Asal‑Usul dan Legenda
Warna, Tekstur, dan Harga
Setiap lapisan es selendang mayang memiliki makna budaya. Merah melambangkan pengaruh Tiongkok, kuning mencerminkan tradisi Melayu, dan hijau mengacu pada jejak Arab dalam komunitas Betawi. Tekstur kenyal berasal dari tepung beras yang dipanggang dalam loyang berlapis, kemudian dipotong memanjang menyerupai selendang, dan akhirnya dipotong kecil berbentuk wajik. Di pasar tradisional atau pedagang kaki lima, harga satu porsi biasanya berkisar antara Rp5.000 hingga Rp10.000. Di kafe modern dengan penyajian lebih estetis, harga dapat naik menjadi Rp15.000 hingga Rp25.000.
Kebangkitan di Era Modern
Popularitas es selendang mayang mulai menanjak pada tahun 1940-an, namun sempat menghilang selama puluhan tahun. Pada era 1990-an, minuman ini kembali muncul, terutama pada acara hajatan seperti pernikahan Betawi, takjil Ramadan, dan perayaan Lebaran Betawi yang diresmikan oleh Gubernur Pramono Anung. Kehadiran selendang mayang dalam upacara tradisional menandakan kehangatan, kemeriahan, serta identitas budaya masyarakat Betawi.
Selain menyegarkan, es selendang mayang juga dapat mengurangi rasa lapar karena bahan dasarnya berupa karbohidrat kompleks dari tepung beras. Keunikan rasa manis alami gula merah yang berpadu dengan gurih santan menjadikannya pilihan tepat untuk mengatasi dahaga di tengah teriknya ibukota.
Seiring dengan meningkatnya minat generasi muda terhadap kuliner heritage, sejumlah kafe kreatif di Jakarta mulai mengolah es selendang mayang dengan variasi topping modern, seperti buah segar, sirup pandan, atau krim keju, tanpa menghilangkan ciri khas lapisan tiga warna.
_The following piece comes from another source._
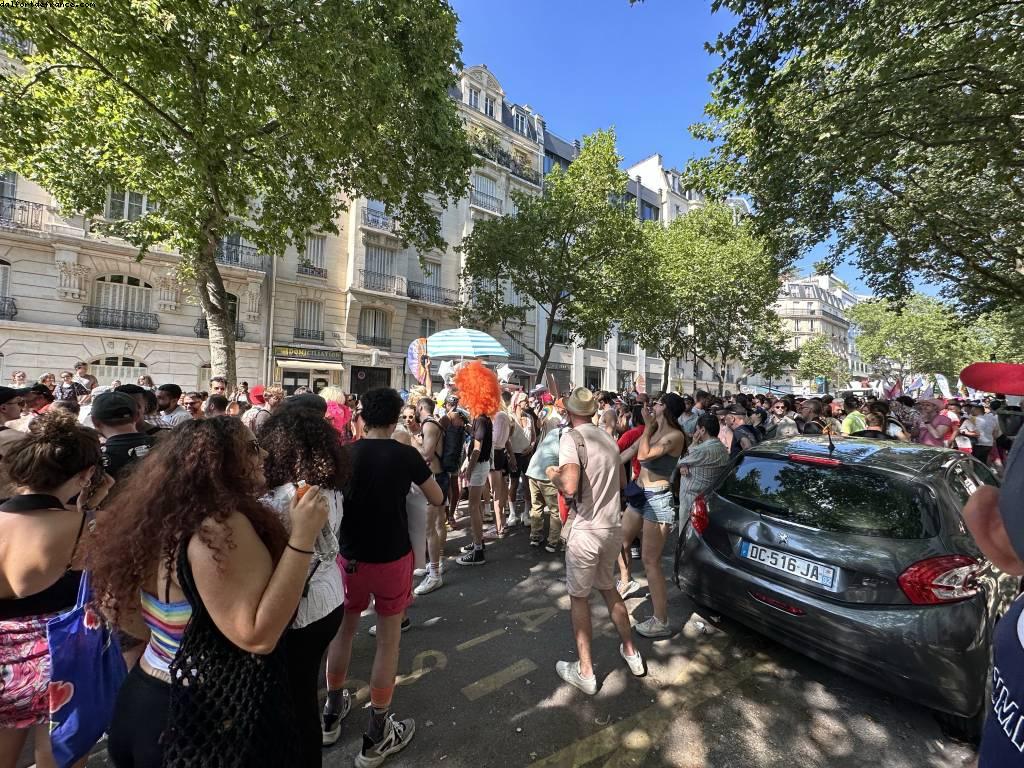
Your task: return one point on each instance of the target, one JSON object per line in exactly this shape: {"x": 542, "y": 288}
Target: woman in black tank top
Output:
{"x": 58, "y": 461}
Upaya ini diharapkan dapat melestarikan warisan kuliner sekaligus menarik konsumen baru.
Dengan nilai historis yang kuat serta kemampuan beradaptasi pada tren kuliner masa kini, es selendang mayang bukan sekadar minuman pelepas dahaga, melainkan simbol kebanggaan budaya Betawi yang terus hidup di tengah dinamika kota.